# Purpose

### Author: Julius Remigio

Split reviews.csv by category, which can be found in the metadata file.

use pattern from here:
https://github.com/DSE-capstone-sharknado/models-legacy
reviews.csv into men, women, phone etc like that cpp file does

In [9]:
import pandas as pd
import gzip
import shutil

In [69]:
# categories we are interested in 
categories = ["Women", "Men", "Girls", "Boys", "Baby"]

In [10]:
# Reading the metadat file
def parse(path):
    g = gzip.open(path, 'rb')
    for l in g:
        yield eval(l)

def getDF(path):
    i = 0
    df = {}
    for d in parse(path):
        df[i] = d
        i += 1
    return pd.DataFrame.from_dict(df, orient='index')

### Review Columns
    reviewerID - ID of the reviewer, e.g.

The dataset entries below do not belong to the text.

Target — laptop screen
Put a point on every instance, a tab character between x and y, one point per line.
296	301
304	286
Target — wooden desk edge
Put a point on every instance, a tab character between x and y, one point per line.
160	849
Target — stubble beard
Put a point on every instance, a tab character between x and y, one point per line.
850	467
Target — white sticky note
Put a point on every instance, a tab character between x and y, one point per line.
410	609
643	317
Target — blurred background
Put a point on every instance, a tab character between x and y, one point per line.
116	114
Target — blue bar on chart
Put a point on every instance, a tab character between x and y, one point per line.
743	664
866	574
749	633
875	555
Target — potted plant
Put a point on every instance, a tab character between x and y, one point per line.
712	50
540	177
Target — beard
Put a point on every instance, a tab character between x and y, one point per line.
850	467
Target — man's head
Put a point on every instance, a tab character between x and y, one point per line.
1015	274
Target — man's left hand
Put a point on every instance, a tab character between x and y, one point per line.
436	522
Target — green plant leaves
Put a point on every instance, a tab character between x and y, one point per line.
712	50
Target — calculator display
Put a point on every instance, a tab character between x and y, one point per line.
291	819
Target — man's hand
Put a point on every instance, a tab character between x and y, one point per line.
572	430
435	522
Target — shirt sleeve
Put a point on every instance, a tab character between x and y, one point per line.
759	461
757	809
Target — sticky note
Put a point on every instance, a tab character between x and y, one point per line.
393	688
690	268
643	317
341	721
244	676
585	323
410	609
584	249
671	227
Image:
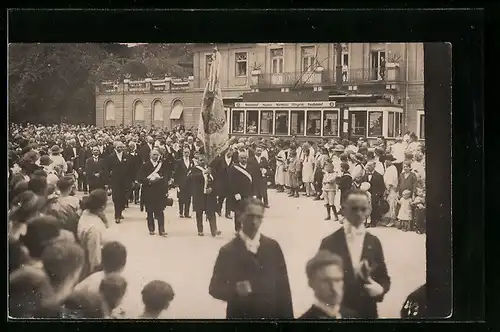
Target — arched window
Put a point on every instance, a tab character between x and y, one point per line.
158	111
138	111
109	111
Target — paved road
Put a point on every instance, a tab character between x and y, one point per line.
186	261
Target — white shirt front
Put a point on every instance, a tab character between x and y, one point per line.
252	245
333	312
355	238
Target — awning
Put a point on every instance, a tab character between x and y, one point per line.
176	111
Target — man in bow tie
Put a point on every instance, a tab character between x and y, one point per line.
325	272
366	280
250	272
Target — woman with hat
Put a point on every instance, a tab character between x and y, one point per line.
391	179
57	159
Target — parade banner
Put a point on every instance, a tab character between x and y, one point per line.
213	129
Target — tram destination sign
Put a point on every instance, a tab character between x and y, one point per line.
306	104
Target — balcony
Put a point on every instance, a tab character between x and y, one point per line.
389	75
278	80
364	76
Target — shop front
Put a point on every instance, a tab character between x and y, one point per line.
314	119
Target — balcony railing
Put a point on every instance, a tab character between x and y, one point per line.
366	75
350	76
289	79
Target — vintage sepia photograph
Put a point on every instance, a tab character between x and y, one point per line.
216	181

A2SUAM1J3GNN3B
    asin - ID of the product, e.g. 0000013714
    unixReviewTime - time of the review (unix time)
   


In [34]:
# create dataframe from reviews.csv
reviews = pd.read_csv('reviews.csv', names=['reviewerID', 'asin', 'unixReviewTime'])
reviews.head()

Unnamed: 0,reviewerID,asin,unixReviewTime
0,A1KLRMWW2FWPL4,31887,1297468800
1,A2G5TCU2WDFZ65,31887,1358553600
2,A1RLQXYNCMWRWN,31887,1357257600
3,A8U3FAMSJVHS5,31887,1398556800
4,A3GEOILWLK86XM,31887,1394841600


In [46]:
# read the data file, it takes a few minutes
df_meta = getDF('meta_Clothing_Shoes_and_Jewelry.json.gz')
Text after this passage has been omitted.